Il sostituto d’imposta è tenuto a rilasciare ai percettori (lavoratori autonomi e agenti/rappresentanti di commercio), la

certificazione unica attestante l’ammontare delle somme corrisposte e delle ritenute operate.

Ai fini dello scomputo delle ritenute subite, va evidenziato che l’art. 22 Tuir non richiede espressamente che le stesse siano attestate dalla predetta certificazione, facendo genericamente riferimento al fatto che le stesse siano state “operate”, ossia decurtate dal compenso spettante al percettore.

È bene ricordare che, da tempo, una consolidata giurisprudenza ritiene che la certificazione rilasciata dal sostituto d’imposta non sia da considerare come l’unico strumento di prova delle ritenute subite, essendo comunque ammesso anche l’utilizzo di documentazione proveniente dallo stesso percettore, quale ad esempio la fattura emessa, da cui risulti l’importo lordo spettante, la ritenuta operata e l’importo netto corrisposto.

Sull'argomento è ritornata, di recente, anche la Corte di Cassazione, con la sentenza n. 14138/2017, secondo la quale l’attestato del sostituto d’imposta per lo scomputo delle ritenute è prova tipica, ma non esclusiva, la cui assenza non può in alcun modo esporre il sostituito a preclusioni difensive, né tanto meno a duplicazioni di prelievo.

L’orientamento giurisprudenziale è stato integralmente recepito dall'Agenzia delle Entrate nella Risoluzione n. 68/E/2009 dove viene affrontata, tra l’altro, anche la questione dei documenti da produrre in sede di controllo formale dell’Ufficio ai sensi dell’art. 36-ter D.P.R. 600/1973.

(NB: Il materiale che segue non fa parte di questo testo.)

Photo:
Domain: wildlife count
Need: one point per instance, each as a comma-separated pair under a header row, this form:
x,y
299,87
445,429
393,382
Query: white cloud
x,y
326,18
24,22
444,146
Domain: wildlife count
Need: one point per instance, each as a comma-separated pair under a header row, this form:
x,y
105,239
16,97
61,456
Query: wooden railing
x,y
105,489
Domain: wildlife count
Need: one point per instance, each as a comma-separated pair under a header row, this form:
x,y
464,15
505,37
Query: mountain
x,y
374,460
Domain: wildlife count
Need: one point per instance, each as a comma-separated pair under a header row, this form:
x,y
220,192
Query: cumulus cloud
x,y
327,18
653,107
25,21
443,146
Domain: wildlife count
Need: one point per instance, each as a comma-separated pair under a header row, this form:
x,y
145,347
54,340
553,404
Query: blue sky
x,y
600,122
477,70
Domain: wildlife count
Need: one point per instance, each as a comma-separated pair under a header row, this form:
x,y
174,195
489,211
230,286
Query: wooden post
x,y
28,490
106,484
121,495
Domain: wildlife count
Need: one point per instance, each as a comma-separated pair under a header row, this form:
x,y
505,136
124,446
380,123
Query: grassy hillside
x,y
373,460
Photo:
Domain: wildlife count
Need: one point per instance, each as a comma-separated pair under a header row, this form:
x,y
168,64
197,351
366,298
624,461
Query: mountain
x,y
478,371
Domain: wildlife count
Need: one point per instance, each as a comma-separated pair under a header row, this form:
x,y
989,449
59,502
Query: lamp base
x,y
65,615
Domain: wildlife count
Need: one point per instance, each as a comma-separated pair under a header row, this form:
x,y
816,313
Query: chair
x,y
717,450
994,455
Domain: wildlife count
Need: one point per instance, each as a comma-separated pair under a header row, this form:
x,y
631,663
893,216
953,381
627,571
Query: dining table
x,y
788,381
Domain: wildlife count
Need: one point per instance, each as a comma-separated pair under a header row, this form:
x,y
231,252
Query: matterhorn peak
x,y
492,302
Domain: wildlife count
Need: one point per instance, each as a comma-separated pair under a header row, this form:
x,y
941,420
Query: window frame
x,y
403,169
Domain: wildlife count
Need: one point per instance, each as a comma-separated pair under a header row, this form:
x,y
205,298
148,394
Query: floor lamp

In particolare, viene affermato che il contribuente dovrà produrre, in assenza della certificazione rilasciata dal sostituto d’imposta, la copia della fattura emessa, la documentazione bancaria attestante quanto percepito e una dichiarazione sostitutiva di atto notorio nella quale il contribuente dichiara, sotto la propria responsabilità, che la predetta documentazione si riferisce alla fattura emessa regolarmente contabilizzata a fronte della quale non vi sono stati altri pagamenti da parte del sostituto d’imposta.

È logico ritenere che, quanto sopra esaminato debba essere opportunamente traslato ai casi in cui la fattura, “normalmente” di modesto importo e nel rispetto dei limiti della normativa antiriciclaggio, venga regolata per contanti. In assenza della documentazione bancaria si ritiene che il contribuente possa comunque ritenersi “salvaguardato” producendo all'Ufficio, oltre alle copie della fattura quietanzata, la citata dichiarazione sostitutiva di atto notorio attestante l’importo effettivamente percepito.

Infine, non bisogna dimenticare l’effetto probatorio delle scritture contabili: in presenza di una regolare tenuta della contabilità ordinaria potrà essere esibito il libro giornale dal quale ricavare, previa eventuale ricostruzione, l’entità dell’incasso, la ritenuta subita e la destinazione dell’importo incassato (versamento sul conto corrente, utilizzo per pagamento di spese, prelevamento dell’imprenditore/professionista).